6(1)–(3). Dispatch centers not operated by the Patrol are not subject to these requirements. See id. r. 71-600-4(3) (“If the dispatch center is operated or maintained by [the Patrol], the dispatch center shall determine which tow truck motor carrier to contact according to . . . this rule.” (emphasis added)). Plaintiffs are two tow-truck companies (and their owners) primarily serving Millard County, Utah. ECF 33 (“Complaint”), at 6. For at least 15 years, they have qualified for and participated in the rotation program of the county dispatch center, which is operated by the Millard County Sheriff’s Office. Id. at 6, 9. Plaintiffs allege that from 2017 to 2023, Patrol troopers were in cahoots with the Millard County Sheriff’s Office to bypass the rotation list and refer towing jobs preferentially to Plaintiffs’

competitor, Dearden. Id. at 11–12. For example, Patrol troopers allegedly encouraged motorists to contact Dearden directly, and the Sheriff’s Office allegedly referred far more assignments to Dearden than to Plaintiffs. Id. at 12–14. To remedy these purported violations, Plaintiffs sued two sets of defendants in state court. The first set consists of the State of Utah; the Director of the Utah Department of Public Safety (Jess Anderson); and four Patrol troopers (Greg Kelsey, Jeff Rowell, Trevor Atkins, and Jared Higgs) (collectively, “State Defendants”). The second consists of Millard County, acting through the Millard County Sheriff’s Office; and the Millard County Sheriff (Richard Jacobsen) (collectively, “Millard County Defendants”).

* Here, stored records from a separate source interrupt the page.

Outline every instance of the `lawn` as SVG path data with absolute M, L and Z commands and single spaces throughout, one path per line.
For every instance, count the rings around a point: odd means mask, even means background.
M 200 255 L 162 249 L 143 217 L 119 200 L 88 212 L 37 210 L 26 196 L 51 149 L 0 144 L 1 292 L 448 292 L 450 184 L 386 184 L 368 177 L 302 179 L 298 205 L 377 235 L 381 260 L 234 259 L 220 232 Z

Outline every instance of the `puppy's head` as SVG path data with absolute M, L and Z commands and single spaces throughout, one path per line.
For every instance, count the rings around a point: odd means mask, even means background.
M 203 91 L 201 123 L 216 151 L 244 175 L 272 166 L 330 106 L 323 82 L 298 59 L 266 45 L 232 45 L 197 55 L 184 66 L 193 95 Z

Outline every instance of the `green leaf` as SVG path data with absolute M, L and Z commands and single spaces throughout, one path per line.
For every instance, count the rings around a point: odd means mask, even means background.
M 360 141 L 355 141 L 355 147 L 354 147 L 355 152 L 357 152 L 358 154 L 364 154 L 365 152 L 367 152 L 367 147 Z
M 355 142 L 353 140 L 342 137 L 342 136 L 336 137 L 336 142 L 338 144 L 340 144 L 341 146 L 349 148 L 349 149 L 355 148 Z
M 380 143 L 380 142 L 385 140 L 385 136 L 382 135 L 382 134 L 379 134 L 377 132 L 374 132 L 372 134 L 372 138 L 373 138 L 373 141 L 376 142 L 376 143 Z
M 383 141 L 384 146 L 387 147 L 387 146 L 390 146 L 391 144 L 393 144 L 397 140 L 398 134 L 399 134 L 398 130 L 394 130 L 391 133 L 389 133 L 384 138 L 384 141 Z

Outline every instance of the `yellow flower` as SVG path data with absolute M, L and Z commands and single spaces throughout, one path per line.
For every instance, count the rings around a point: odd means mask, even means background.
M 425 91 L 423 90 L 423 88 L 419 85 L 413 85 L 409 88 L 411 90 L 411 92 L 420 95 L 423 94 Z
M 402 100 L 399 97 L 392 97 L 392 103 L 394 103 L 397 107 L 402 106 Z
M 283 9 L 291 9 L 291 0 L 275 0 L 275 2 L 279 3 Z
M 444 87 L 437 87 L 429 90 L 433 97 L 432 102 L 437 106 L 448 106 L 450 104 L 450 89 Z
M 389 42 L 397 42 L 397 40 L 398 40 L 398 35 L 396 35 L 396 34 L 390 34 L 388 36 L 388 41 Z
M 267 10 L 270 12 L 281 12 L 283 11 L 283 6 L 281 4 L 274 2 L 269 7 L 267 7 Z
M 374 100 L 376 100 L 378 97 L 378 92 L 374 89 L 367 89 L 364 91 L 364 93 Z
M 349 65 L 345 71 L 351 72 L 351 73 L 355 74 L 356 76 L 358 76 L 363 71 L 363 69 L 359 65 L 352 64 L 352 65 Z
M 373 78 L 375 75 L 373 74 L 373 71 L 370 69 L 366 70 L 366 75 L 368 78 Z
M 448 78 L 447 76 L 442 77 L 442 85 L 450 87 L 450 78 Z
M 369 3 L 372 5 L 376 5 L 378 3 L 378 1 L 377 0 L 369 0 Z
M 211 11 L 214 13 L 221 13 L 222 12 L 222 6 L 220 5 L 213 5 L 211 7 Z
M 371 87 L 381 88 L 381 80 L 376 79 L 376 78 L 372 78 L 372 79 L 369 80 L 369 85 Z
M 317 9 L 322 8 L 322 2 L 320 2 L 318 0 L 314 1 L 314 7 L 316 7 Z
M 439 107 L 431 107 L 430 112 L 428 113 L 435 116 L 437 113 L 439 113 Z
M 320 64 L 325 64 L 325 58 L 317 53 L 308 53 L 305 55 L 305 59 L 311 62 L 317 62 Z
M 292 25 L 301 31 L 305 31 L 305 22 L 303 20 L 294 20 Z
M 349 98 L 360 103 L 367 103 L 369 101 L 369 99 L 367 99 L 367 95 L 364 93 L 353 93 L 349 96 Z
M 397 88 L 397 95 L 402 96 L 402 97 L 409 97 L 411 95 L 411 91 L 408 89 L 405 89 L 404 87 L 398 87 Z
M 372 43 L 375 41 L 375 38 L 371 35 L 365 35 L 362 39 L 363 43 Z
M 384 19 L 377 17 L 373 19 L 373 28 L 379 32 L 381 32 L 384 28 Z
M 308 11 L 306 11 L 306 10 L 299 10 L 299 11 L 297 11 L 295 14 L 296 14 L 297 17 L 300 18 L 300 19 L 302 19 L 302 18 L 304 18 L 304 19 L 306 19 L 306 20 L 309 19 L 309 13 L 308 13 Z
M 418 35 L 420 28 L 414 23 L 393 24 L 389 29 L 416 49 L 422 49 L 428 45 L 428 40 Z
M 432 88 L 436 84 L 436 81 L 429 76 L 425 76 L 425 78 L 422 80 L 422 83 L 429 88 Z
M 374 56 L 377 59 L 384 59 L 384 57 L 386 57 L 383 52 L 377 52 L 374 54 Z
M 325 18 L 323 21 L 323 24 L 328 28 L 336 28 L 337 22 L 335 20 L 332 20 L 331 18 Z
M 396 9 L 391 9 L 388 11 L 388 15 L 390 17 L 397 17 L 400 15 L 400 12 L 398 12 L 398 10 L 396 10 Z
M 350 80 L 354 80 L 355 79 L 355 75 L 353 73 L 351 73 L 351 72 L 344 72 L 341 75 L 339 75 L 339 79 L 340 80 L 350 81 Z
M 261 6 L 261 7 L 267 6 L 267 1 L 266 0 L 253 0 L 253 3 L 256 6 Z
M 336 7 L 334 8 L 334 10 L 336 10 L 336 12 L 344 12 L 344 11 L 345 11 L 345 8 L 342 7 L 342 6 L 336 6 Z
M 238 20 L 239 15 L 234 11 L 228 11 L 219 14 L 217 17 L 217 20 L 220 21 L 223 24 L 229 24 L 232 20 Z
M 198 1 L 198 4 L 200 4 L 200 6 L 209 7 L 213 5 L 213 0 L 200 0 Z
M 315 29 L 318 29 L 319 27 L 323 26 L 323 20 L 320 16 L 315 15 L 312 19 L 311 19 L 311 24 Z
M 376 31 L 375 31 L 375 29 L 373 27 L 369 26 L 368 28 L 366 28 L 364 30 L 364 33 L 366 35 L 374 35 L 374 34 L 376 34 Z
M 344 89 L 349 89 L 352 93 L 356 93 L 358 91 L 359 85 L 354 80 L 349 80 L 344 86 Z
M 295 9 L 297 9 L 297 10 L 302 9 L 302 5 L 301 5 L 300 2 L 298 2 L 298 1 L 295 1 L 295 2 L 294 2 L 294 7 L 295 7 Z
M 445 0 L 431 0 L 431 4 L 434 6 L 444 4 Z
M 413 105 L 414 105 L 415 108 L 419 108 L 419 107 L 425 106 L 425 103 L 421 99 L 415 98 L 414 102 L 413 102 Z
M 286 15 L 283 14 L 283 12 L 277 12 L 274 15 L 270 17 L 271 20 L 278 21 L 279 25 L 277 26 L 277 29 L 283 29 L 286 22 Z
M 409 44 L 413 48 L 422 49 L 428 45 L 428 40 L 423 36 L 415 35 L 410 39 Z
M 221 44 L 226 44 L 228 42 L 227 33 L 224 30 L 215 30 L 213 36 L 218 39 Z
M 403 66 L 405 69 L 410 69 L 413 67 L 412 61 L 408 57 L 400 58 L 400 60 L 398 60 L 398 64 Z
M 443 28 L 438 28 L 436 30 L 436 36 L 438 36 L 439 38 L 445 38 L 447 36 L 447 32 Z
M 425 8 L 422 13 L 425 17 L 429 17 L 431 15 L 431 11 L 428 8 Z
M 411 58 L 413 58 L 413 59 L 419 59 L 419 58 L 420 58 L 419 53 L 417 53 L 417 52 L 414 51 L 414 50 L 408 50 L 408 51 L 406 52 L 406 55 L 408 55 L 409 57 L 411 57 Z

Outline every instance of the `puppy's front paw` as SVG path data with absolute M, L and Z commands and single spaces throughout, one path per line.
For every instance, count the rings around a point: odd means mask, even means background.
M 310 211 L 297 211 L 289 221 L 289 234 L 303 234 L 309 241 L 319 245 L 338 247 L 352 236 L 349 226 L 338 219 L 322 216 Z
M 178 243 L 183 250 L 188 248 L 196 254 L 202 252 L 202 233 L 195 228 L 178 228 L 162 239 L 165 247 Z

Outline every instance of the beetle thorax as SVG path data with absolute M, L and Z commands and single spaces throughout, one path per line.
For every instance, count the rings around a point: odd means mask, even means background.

Plaintiffs claim violations of the towing rotation and 3 breach of implied contract (first claim); failure to train and supervise stemming from federal due- process violations (second claim); violations of Utah’s state constitution (third claim); and violations of the Takings Clause and Due Process Clause of the Fifth Amendment to the U.S. Constitution and Due Process Clause and Equal Protection Clause of the Fourteenth Amendment

(fourth claim). Complaint at 6–7, 18–26. Plaintiffs seek compensatory and punitive damages arising from these alleged violations. (They invoke § 1983 to seek damages for the alleged violations of federal law.) State Defendants removed the case to federal court under 28 U.S.C. § 1441 and moved to dismiss the Complaint under Rule 12(b)(6) of the Federal Rules of Civil Procedure for failure to state a claim. They argue (among other theories) that Plaintiffs have not shown a constitutionally protected property interest in towing fees under the rotation, that State Defendants in their official capacities are not suable entities under § 1983, and that State Defendants enjoy qualified immunity in their personal capacities. Millard County Defendants make similar arguments in their motion for judgment on the pleadings under Rule 12(c).

DISCUSSION In evaluating a motion to dismiss under Rule 12(b)(6), the court’s role “is not to weigh potential evidence that the parties might present at trial, but to assess whether the plaintiff’s complaint alone is legally sufficient to state a claim for which relief may be granted.” Miller v. Glanz, 948 F.2d 1562, 1565 (10th Cir. 1991). A motion for judgment on the pleadings under Rule 12(c) is functionally equivalent to a motion to dismiss and is therefore evaluated under the same standard. Estate of Stevens ex rel. Collins v. Bd. of Comm’rs, 53 F. Supp. 3d 1368, 1372 (D.N.M. 2014).